10.5. Débats autour des questions soumises aux jurés

Le Président : Les parties civiles souhaitent-elles également intervenir en ce qui concerne la demande formulée par la défense, la ou les demandes formulées par la défense de Monsieur NTEZIMANA ? Oui, Maître HIRSCH ?

Me. HIRSCH : Un tout petit point, Monsieur le président. Dans la mesure où on n’a jamais retrouvé les listes d’évacuation, on ne sait pas finalement qui, notamment au niveau du professeur KARENZI était inscrit sur ces listes. Moi, je suis partie du point de vue que se trouvaient sur la liste tous les gens qui faisaient partie de la maisonnée de Monsieur KARENZI et notamment, les enfants qui avaient trouvé refuge chez lui, et qui ne font pas partie de sa famille.

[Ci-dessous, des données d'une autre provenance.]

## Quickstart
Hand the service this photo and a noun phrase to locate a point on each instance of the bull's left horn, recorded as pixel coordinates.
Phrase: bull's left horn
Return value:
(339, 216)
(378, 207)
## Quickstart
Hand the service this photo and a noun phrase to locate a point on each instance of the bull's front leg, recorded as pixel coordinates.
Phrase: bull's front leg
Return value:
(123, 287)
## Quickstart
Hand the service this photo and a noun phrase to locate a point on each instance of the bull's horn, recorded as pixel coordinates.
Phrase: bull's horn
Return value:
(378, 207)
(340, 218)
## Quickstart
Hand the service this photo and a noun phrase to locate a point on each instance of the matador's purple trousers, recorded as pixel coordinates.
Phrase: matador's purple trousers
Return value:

Le Président : D’autres observations de partie civile ? Oui, Maître BEAUTHIER ?

Me. BEAUTHIER : Je ne vais pas plaider, Monsieur le président ? On pourrait dire procès historique, conclusions historiques. Tout le monde appréciera qu’à la fin des débats on veuille tenter d’appliquer le calque du génocide, je veux dire le calque légal du génocide. Il faut quand même savoir que la loi de 99, la loi de 93, est le décalque évidemment au niveau de tout ce que vous avez décidé ce matin. Pour ce qui nous concerne, il est bien évident que, mis à part ce problème de date, 99, 93 avec des faits qu’on resitue en 94, si par impossible devait être fait droit, il faudrait alors que dans chacune des questions, vous fassiez le décalque du génocide ou du crime contre l’humanité. Parce que ça ne va pas de poser la question, on n’est pas ici dans un cours d’histoire, je le lis : « Y a-t-il génocide au Rwanda durant la même période ? ». Est-ce que c’est le summum du révisionnisme, ou bien est-ce que c’est simplement une question juridique mais alors la faut la poser dans chacune des questions.

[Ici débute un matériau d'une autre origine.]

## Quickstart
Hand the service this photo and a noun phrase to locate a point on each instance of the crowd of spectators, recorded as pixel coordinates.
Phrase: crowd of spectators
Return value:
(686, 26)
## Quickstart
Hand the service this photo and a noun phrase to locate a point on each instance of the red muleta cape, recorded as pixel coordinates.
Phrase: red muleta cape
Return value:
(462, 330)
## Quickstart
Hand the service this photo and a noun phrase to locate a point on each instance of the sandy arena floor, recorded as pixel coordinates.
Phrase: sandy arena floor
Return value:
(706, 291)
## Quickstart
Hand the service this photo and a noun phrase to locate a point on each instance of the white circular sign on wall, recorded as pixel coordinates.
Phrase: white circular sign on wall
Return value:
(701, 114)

Pour ce qui concerne la deuxième partie, il est bien évident, je vais me taire par rapport à ce que je voulais dire, mais c’est tout de même un peu fort de dire : « Membre du personnel de l’Université nationale du Rwanda », alors qu’on sait que ces listes concernaient pas uniquement les membres, qu’il y avait des membres de la famille alors par cette peau de banane on essaie de faire... Ça ne va pas. Je vous remercie

Le Président : D’autres observations de la part de parties civiles ? On va peut-être suspendre cinq minutes, le temps d’avoir les photocopies. Puisqu’il serait souhaitable que tout le monde dispose des éléments. Bon, l’audience est suspendue, elle reprend d’ici 5-6 minutes. Quand on a les photocopies !

[Suspension d’audience]

Le Président : L’audience est reprise. Vous pouvez vous asseoir. Les accusés peuvent prendre place. Alors, les parties ont-elles reçu copie des conclusions de la défense de Monsieur HIGANIRO. Je crois que c’est le cas ? Alors on distribue maintenant au jury et aux parties, à moins que ce ne soit déjà fait, le document que la défense de Madame MUKANGANGO souhaite... Je vais alors donner la parole à Maître EVRARD.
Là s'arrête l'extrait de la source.